Boyle and Smith were working on a picture phone—a low resolution TV screen that could make calls—when their boss threatened to transfer their funding to a rival research group unless they could come up with a better way to store digital information.

In less than an hour, Boyle and Smith sketched out the basic structure of a CCD, which was designed as a series of wells, each storing one bit of memory. They soon realized that instead of feeding information to the CCD, they could use light to create signals.

“Bill and I really enjoyed batting things around,” Smith said in 2001, as part of an oral history project with the Institute of Electrical and Electronics Engineers.

Smith graduated from the University of Pennsylvania in 1955, after spending four years in the Navy. It was at school that he discovered he was interested in science with practical applications.

“Esoteric math was too esoteric for me,” Smith said. “I wanted to get my hands dirty and went into experimental physics.”

For graduate work, Smith came to the U of C, which had a “very good physics department,” he said. He worked at the University’s Institute of Metals—now known as the James Franke Institute.

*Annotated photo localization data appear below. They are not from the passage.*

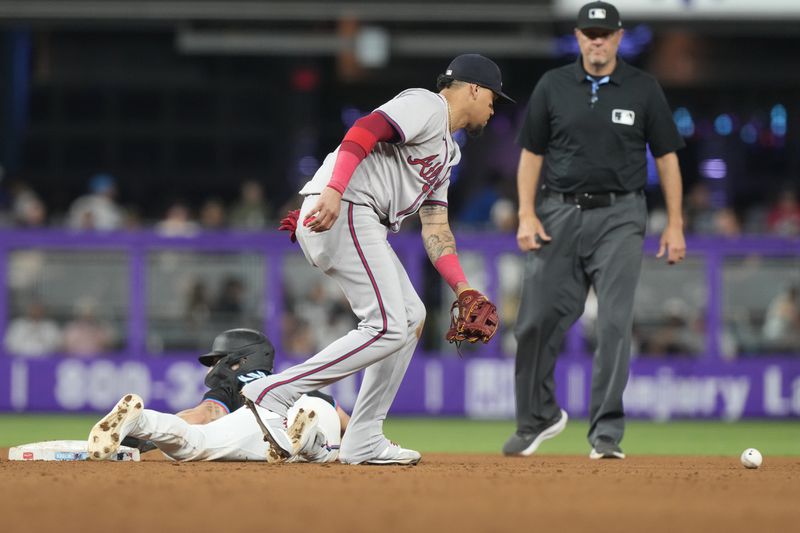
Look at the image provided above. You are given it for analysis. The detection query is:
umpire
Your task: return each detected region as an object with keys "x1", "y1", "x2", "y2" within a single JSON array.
[{"x1": 503, "y1": 1, "x2": 686, "y2": 459}]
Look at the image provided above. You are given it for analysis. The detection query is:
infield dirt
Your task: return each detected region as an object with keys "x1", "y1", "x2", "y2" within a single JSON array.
[{"x1": 1, "y1": 451, "x2": 798, "y2": 533}]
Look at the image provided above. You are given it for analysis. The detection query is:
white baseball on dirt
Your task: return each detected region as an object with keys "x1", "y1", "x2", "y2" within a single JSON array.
[{"x1": 740, "y1": 448, "x2": 762, "y2": 469}]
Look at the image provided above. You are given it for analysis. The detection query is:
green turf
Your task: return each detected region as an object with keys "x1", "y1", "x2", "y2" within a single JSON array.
[
  {"x1": 382, "y1": 418, "x2": 800, "y2": 456},
  {"x1": 1, "y1": 415, "x2": 798, "y2": 456},
  {"x1": 0, "y1": 415, "x2": 800, "y2": 455},
  {"x1": 0, "y1": 415, "x2": 101, "y2": 447}
]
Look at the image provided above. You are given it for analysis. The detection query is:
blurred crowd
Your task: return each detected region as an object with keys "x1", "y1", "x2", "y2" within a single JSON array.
[
  {"x1": 0, "y1": 173, "x2": 279, "y2": 234},
  {"x1": 4, "y1": 297, "x2": 116, "y2": 357},
  {"x1": 1, "y1": 170, "x2": 798, "y2": 360},
  {"x1": 649, "y1": 182, "x2": 800, "y2": 239},
  {"x1": 1, "y1": 170, "x2": 799, "y2": 238}
]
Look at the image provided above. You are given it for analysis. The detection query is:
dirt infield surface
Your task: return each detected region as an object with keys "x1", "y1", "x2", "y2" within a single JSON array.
[{"x1": 1, "y1": 451, "x2": 798, "y2": 533}]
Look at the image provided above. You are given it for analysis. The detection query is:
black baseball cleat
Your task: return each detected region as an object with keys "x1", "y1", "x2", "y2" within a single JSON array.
[
  {"x1": 243, "y1": 397, "x2": 293, "y2": 463},
  {"x1": 121, "y1": 436, "x2": 157, "y2": 454},
  {"x1": 589, "y1": 436, "x2": 626, "y2": 459},
  {"x1": 502, "y1": 409, "x2": 568, "y2": 456}
]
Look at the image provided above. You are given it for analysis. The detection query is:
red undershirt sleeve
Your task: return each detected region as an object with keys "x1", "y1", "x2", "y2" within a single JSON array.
[{"x1": 327, "y1": 112, "x2": 400, "y2": 194}]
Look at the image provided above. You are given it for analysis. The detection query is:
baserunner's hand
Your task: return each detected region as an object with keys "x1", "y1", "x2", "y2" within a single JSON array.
[
  {"x1": 304, "y1": 187, "x2": 342, "y2": 232},
  {"x1": 517, "y1": 214, "x2": 551, "y2": 251}
]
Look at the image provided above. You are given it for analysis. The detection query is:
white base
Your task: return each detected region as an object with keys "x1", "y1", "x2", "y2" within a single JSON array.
[{"x1": 8, "y1": 440, "x2": 140, "y2": 461}]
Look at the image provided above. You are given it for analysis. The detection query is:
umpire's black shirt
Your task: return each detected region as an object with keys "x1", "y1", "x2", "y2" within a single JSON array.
[{"x1": 517, "y1": 56, "x2": 685, "y2": 194}]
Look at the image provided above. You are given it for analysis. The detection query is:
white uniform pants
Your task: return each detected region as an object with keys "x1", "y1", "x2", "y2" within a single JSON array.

“I got through Chicago in four years, going from a master’s to a Ph.D., which was kind of fast,” he said. “I also had the shortest dissertation on record in the physics department.”

AT&T Bell Labs soon hired Smith, where he spent his entire career before retiring in 1986. Smith worked primarily with semi-conductors, though AT&T encouraged research even if it wouldn’t have a direct impact on telephone technology.

“Essentially we were supposed to see if we could invent the wave of the future.” Smith said. “There was a rule of thumb that if 90 percent of what you were doing was not a failure then you were not being bold enough.”

With Smith’s win, 29 physics Nobel laureates worked or studied at the University, including last year’s co-winner, former professor Yochiru Nambu.